Measurement of the Quantum Tunneling Gap in a Dysprosocenium Single-Molecule Magnet

William J A Blackmore; Andrea Mattioni; Sophie C Corner; Peter Evans; Gemma K Gransbury; David P Mills; Nicholas F Chilton

doi:10.1021/acs.jpclett.3c00034

Measurement of the Quantum Tunneling Gap in a Dysprosocenium Single-Molecule Magnet

J Phys Chem Lett. 2023 Mar 2;14(8):2193-2200. doi: 10.1021/acs.jpclett.3c00034. Epub 2023 Feb 22.

Authors

William J A Blackmore¹, Andrea Mattioni¹, Sophie C Corner¹, Peter Evans¹, Gemma K Gransbury¹, David P Mills¹, Nicholas F Chilton¹

Affiliation

¹ Department of Chemistry, School of Natural Sciences, University of Manchester, Oxford Road, Manchester M13 9PL, U.K.

Abstract

We perform magnetization sweeps on the high-performing single-molecule magnet [Dy(Cp^ttt)₂][B(C₆F₅)₄] (Cp^ttt = C₅H₂^tBu₃-1,2,4; ^tBu = C(CH₃)₃) to determine the quantum tunneling gap of the ground-state avoided crossing at zero-field, finding a value on the order of 10^-7 cm^-1. In addition to the pure crystalline material, we also measure the tunnel splitting of [Dy(Cp^ttt)₂][B(C₆F₅)₄] dissolved in dichloromethane (DCM) and 1,2-difluorobenzene (DFB).
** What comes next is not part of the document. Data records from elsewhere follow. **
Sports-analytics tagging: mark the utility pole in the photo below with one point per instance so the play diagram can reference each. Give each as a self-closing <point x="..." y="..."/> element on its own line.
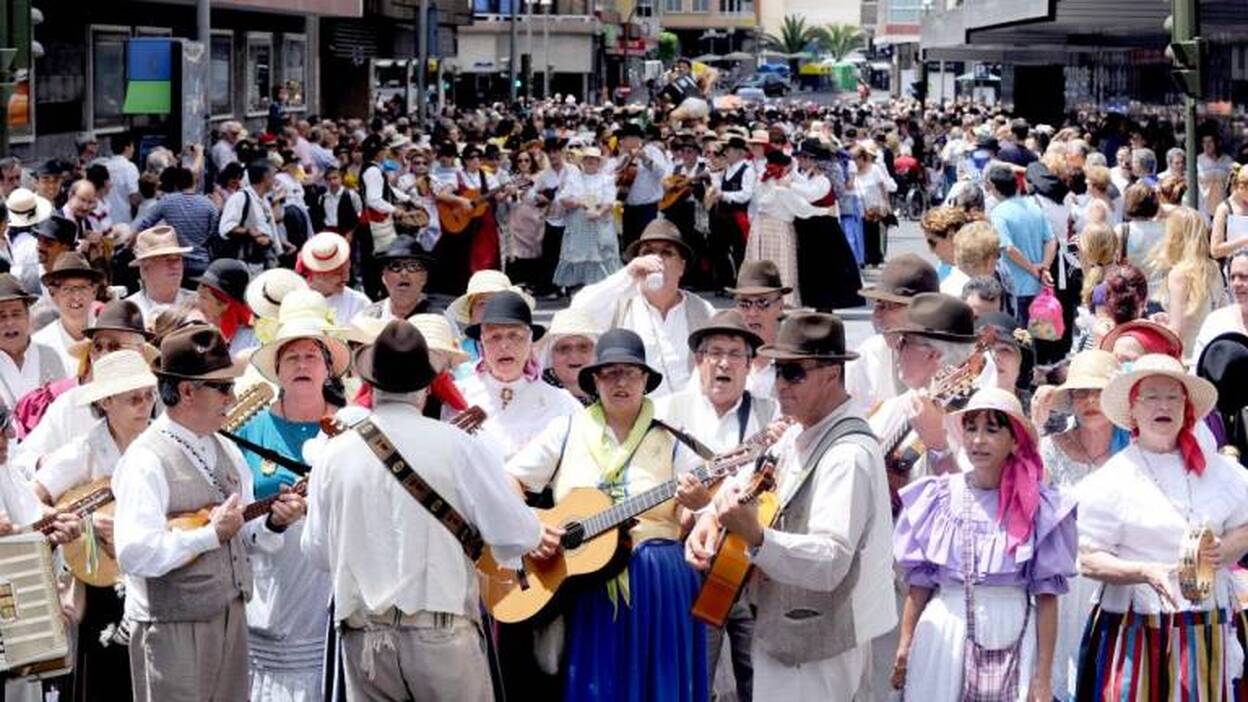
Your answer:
<point x="1187" y="53"/>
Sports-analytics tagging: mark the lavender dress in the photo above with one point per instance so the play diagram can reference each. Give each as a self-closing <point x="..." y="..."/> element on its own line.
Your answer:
<point x="927" y="545"/>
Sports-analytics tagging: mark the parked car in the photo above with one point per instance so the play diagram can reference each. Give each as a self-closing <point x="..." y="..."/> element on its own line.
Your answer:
<point x="770" y="84"/>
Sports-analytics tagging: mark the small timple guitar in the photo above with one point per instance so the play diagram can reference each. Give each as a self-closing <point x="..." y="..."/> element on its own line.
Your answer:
<point x="730" y="568"/>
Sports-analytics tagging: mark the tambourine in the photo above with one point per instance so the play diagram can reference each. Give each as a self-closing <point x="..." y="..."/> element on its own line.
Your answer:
<point x="1196" y="573"/>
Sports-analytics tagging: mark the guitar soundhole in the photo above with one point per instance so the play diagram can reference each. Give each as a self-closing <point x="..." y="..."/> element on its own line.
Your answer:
<point x="573" y="536"/>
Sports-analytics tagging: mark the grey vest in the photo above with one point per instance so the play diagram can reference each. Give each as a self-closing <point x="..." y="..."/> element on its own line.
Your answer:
<point x="799" y="626"/>
<point x="205" y="587"/>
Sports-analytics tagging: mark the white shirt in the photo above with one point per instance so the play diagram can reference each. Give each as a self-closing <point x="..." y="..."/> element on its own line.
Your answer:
<point x="532" y="405"/>
<point x="152" y="309"/>
<point x="63" y="421"/>
<point x="1138" y="506"/>
<point x="146" y="547"/>
<point x="648" y="186"/>
<point x="55" y="337"/>
<point x="383" y="548"/>
<point x="122" y="182"/>
<point x="86" y="457"/>
<point x="16" y="382"/>
<point x="347" y="304"/>
<point x="692" y="412"/>
<point x="1217" y="322"/>
<point x="665" y="337"/>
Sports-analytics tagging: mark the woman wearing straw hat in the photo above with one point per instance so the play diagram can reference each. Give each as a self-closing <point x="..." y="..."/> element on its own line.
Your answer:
<point x="976" y="547"/>
<point x="590" y="250"/>
<point x="1136" y="514"/>
<point x="121" y="396"/>
<point x="286" y="617"/>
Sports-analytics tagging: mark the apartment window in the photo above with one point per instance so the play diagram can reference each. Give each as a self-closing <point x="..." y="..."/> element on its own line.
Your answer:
<point x="221" y="75"/>
<point x="260" y="71"/>
<point x="107" y="76"/>
<point x="295" y="51"/>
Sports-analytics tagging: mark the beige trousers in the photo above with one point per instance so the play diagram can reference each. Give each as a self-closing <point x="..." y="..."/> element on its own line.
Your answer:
<point x="191" y="661"/>
<point x="429" y="663"/>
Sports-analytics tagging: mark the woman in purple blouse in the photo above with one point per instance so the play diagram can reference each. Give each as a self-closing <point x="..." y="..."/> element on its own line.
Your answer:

We find that concentrations of 200 or 100 mM [Dy(Cp^ttt)₂][B(C₆F₅)₄] in these solvents increases the size of the tunneling gap compared to the pure sample, despite a similarity in the strength of the dipolar fields, indicating that either a structural or vibrational change due to the environment increases quantum tunneling rates.